# Equilibrium under parallel forces

1. Feb 18, 2012

### th4450

Three identical bricks A , B and C are placed on the edge of a table as shown. Each brick is of length 24 cm and C overhangs the table by x cm. What is the maximum value of x so that the system can still be in equilibrium?

Any idea?

2. Feb 18, 2012

### Delphi51

Welcome to PF!
We aren't supposed to offer help until you post an attempt, but can make an exception on your first post. When it just begins to fall, C will turn ever so slightly with the edge of the table as fulcum. In turn, B will tip ever so slightly with its left end as fulcrum. You need to figure out the torques on B and C, which are related by the force B exerts on C.
Setting the torque for C equal to zero (just at the point of rotating), solve for x.

3. Feb 18, 2012

### th4450

Oops thanks.. Sorry for not following the template.

So, first take moment at the bottom-left corner of B.
CFB(18) - mgB(12) = 0
CFB = BFC = (2/3)(mgB) (Action-reaction pair)

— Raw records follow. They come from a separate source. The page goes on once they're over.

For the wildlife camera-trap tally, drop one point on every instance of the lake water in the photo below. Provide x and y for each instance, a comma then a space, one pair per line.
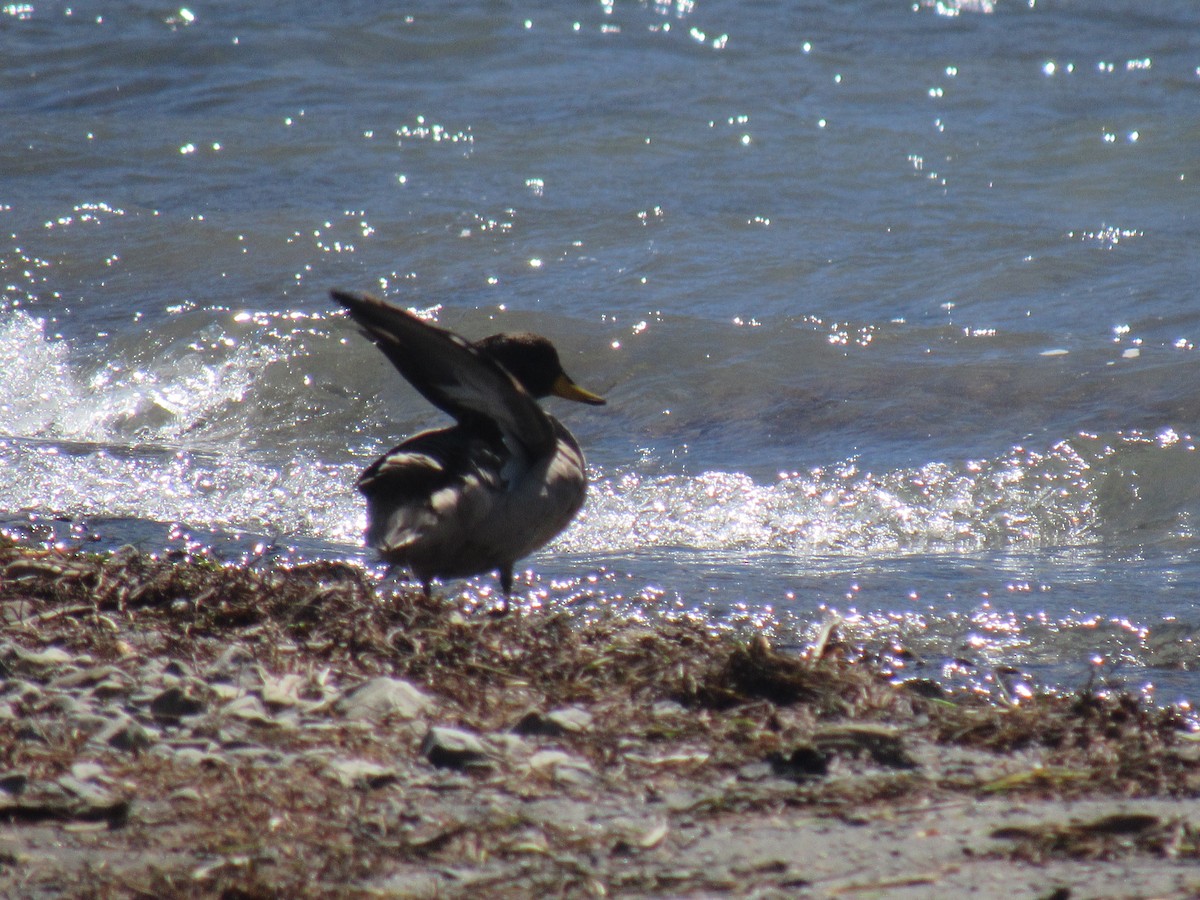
895, 304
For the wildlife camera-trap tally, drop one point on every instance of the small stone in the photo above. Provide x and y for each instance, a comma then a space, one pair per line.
562, 767
454, 748
84, 677
384, 696
124, 733
568, 720
251, 709
282, 691
360, 773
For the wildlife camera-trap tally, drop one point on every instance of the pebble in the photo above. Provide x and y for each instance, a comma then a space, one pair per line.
454, 749
384, 696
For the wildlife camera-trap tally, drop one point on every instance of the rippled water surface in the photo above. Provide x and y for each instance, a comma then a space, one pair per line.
894, 304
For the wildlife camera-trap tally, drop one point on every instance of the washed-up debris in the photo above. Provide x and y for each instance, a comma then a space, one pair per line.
268, 731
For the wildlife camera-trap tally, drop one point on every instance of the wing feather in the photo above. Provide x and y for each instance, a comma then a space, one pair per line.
450, 373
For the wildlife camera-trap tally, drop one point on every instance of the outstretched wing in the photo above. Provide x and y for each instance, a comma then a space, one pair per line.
450, 373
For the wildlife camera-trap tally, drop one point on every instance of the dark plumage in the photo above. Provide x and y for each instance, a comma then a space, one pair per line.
498, 484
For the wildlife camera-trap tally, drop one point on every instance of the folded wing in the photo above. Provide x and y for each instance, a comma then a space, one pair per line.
451, 373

Then take moment at the edge of the table.
BFC(24-x) - mgC(x-12) = 0
(2/3)(mgB)(24-x) = mgC(x-12)
∵mgB = mgC
∴xmax = 16.8

But is it necessary to consider the horizontal force acting on A by C? As C slightly overturns, it will push A slightly towards the left.

4. Feb 19, 2012

### Delphi51

Looks good! The question doesn't mention a coefficient of friction, so I doubt if you are expected to include the forces of the brick pushing sideways.